About someone stalking my wife and child with a butcher knife?
He looks again at Elsa. Finding out her son is dead, combined with the renewed strain of foster motherhood, must have plunged her back into the nightmare of acute stress disorder.
She actually admitted that she might have imagined the part about the knife—or even more.
Still…what about those surveillance pictures of Renny? Did she actually go to such great lengths? Taking the pictures, mailing them, claiming not to recognize them—or perhaps really not recognizing them, in her state of mind.
Oh God. If that’s the case; if she really is that ill…
Yet maybe there’s some other explanation. Something not as sinister as it seems.
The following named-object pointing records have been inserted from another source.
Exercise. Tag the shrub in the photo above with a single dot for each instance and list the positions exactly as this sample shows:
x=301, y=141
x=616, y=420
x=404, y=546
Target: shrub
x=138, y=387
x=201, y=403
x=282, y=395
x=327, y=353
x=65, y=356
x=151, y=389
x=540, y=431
Maybe the photos were taken by the press.
Or maybe they were from someone who wants to blackmail the Cavalons to keep their new child out of the media…
And the person forgot to put in the blackmail note? Yeah, right.
Well, maybe that envelope was sent by the foster care agency, as some kind of…
What? Official procedure? Why wouldn’t there be any paperwork?
Well, maybe the paperwork that was supposed to accompany the photos was accidentally missing, or…
All of those scenarios seem pretty far-fetched. But really, are they any more unlikely than the house being bugged, and someone following Elsa and Renny to New York, and—
And what about Mike?
Chances are, the hit-and-run really was a freak accident.
But why would he bother to follow a dead-end trail overseas after all these years? And why—since the trip obviously has some connection to Jeremy’s kidnapping—didn’t he bother to tell Brett and Elsa he was going?
Unless…
“When was the last time you checked your cell phone voice mail, Elsa?”
“I don’t know, but I told you, either I lost my phone in New York, or—”
Or it was stolen from her mother’s apartment by the knife-wielding intruder.
Yeah. He knows.
“Maybe you should check it. I know your battery was dead—”
“But not until yesterday afternoon. I called you from my phone when I got to New York, remember?”
That’s right. She did.
He’d been thinking that Mike might have tried to call Elsa yesterday morning, before the accident. But she’d presumably had her phone with her the whole time. She would have heard it and picked it up.
But we were traveling, and in that motel room…
If Mike had tried to call when they were in a no-service area, it would have gone into voice mail.
“You should check your messages,” he urges. “You don’t even need the phone to access the mailbox, you can dial it from the house.”